Os milicianos, oficiais e sargentos conseguiram travar alguns «amarelados» do quadro que queriam prosseguir a guerra.
Já estávamos em Mueda em 7 de setembro, com tropas da Frelimo e outras regulares da Tanzânia e um grupo reacionário toma conta do RCM em Lourenço Marques. Pensamos no pior. No recomeço da guerra, eu e um grupo de militares estávamos disponíveis para ir para o mato lutar ao lado da Frelimo.
Acabou pacificada a situação. Vim de férias ver a família e a revolução de perto. Estive na Madeira, falei com o pessoal que estava em ebulição na defesa das liberdades e na luta pela extinção da colonia. Regresso a Lisboa e assisto à golpada do 28 de setembro o que atemorizava, e em 21 de outubro novo incidente em Lourenço Marques com centenas de mortos.
Regressei a Moçambique já em Paz e por lá fiquei até 1 de abril de 1975
Entre Outubro de 1974 e 1 de Abril de 1975, vivendo no Lumbo e em Nacala ajudei muitas vezes na resolução de pequenos conflitos entre alguns colonos que queriam comprar munições e armas para resistirem à Frelimo depois da independência de Moçambique.

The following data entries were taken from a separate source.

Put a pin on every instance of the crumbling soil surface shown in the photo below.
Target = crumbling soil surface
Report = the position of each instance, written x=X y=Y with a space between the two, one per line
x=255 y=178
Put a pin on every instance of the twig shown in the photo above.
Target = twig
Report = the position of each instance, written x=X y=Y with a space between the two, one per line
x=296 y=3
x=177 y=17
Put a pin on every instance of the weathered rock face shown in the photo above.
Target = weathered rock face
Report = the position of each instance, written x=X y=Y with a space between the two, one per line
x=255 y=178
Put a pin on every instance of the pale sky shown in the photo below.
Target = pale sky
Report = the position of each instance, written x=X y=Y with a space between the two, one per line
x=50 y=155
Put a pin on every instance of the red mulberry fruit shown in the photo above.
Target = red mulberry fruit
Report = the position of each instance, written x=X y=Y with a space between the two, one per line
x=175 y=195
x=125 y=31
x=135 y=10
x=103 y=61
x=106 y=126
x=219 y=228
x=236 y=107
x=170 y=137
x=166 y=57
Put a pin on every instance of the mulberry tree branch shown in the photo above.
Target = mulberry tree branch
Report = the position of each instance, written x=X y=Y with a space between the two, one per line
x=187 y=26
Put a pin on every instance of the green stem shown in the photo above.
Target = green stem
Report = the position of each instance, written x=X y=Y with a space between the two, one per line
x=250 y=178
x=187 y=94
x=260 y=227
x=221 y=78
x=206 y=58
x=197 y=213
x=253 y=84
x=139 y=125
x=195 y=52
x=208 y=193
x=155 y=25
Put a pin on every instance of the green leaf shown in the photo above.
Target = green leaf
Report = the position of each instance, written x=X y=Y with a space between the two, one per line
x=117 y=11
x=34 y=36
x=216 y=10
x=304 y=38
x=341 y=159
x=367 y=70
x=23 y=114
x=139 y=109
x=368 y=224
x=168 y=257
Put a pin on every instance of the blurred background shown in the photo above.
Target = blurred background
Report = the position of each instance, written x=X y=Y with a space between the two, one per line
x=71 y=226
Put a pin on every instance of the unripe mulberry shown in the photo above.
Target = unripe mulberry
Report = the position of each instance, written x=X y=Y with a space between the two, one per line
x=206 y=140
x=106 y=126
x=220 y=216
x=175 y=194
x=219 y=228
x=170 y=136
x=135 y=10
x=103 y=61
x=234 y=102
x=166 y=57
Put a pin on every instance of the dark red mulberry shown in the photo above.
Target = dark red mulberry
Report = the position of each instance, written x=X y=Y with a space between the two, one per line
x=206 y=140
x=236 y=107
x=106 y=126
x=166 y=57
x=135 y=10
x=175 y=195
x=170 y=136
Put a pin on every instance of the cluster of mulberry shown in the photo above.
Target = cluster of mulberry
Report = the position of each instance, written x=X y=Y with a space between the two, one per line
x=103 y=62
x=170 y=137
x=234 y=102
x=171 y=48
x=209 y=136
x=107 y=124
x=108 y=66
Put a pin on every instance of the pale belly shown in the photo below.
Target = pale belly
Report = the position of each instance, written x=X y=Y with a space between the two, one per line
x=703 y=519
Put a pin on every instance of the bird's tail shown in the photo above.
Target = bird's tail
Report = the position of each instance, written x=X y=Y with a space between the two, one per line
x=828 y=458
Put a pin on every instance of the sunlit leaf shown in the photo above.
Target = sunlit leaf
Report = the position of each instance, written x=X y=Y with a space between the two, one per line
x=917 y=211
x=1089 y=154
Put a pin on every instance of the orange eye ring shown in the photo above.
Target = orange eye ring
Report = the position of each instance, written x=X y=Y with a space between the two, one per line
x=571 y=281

A partir de 2001 fui cinco vezes a Moçambique trabalhar gratuitamente para recuperar o Hospital de Marrere. Visitei duas vezes os locais da guerra, em Cabo Delgado mas acompanhado de um franciscano. Tremi muito por dentro e por fora ao visitar os locais da guerra que tantas mazelas ainda nos causam e que conduz à defesa da Paz e não à Guerra.